Aging is a multi-modal process, leaving distinct molecular signatures across the epigenome. DNA methylation is among the most robust biomarkers of biological aging, yet most studies assume linear age relationships and analyze mixed-sex cohorts, overlooking known sex differences. Such approaches risk obscuring critical nonlinear transitions and sex-specific trajectories.

Results

We develop SNITCH, a computational framework to detect complex nonlinear methylation trajectories and disentangle shared from sex-divergent patterns. Applied to the array-derived whole-blood methylomes from 252 females and 246 males (ages 19–90 years), SNITCH reveals convergent and divergent epigenetic aging pathways independent of immune cell composition.
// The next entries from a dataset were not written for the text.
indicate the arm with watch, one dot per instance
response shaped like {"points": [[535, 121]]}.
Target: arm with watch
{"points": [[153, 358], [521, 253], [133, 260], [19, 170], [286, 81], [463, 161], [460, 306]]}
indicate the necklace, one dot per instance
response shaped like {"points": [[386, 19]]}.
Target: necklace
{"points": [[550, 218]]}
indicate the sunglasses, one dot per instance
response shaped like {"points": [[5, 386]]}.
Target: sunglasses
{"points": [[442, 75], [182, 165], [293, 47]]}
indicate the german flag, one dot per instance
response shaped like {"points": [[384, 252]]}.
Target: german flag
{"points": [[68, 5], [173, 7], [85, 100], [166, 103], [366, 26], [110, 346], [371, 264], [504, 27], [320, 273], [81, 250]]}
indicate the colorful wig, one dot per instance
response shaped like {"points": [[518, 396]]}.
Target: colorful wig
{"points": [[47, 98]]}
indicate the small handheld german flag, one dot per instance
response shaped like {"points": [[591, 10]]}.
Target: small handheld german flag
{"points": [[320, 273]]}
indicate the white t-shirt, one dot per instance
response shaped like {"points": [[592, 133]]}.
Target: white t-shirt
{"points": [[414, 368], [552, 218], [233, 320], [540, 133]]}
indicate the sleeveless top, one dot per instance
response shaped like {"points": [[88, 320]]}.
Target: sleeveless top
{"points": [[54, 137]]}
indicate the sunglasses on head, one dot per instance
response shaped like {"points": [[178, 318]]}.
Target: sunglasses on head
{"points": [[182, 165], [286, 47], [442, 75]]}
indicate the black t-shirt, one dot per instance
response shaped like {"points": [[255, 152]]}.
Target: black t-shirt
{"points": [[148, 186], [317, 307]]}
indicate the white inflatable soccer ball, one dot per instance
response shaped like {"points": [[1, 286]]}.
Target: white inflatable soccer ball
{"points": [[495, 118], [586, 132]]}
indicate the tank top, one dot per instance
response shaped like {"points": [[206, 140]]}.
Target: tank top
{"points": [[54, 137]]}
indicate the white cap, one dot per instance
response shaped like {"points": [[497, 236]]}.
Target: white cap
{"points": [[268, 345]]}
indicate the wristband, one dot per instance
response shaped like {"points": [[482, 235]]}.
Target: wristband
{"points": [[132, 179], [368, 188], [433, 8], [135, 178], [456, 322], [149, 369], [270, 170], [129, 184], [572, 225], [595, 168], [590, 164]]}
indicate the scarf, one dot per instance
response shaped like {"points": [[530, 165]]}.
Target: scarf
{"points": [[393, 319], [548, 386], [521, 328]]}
Nonlinear trajectories are enriched for developmental transcription factor motifs, including NF1/CTF and REST, with known oncogenic roles. Importantly, a female-specific nonlinear cluster is prospectively associated with cancer onset and systemic inflammation in an independent cohort, nominating clinically relevant biomarkers. We replicate the analysis in an additional cohort and highlight consistent nonlinear trajectories.

Conclusions

Our results uncover sex-specific, nonlinear aging programs that capture the dynamics of epigenetic change beyond linear models. These findings provide potential candidate biomarkers for early disease risk and advance understanding of how aging trajectories diverge between sexes.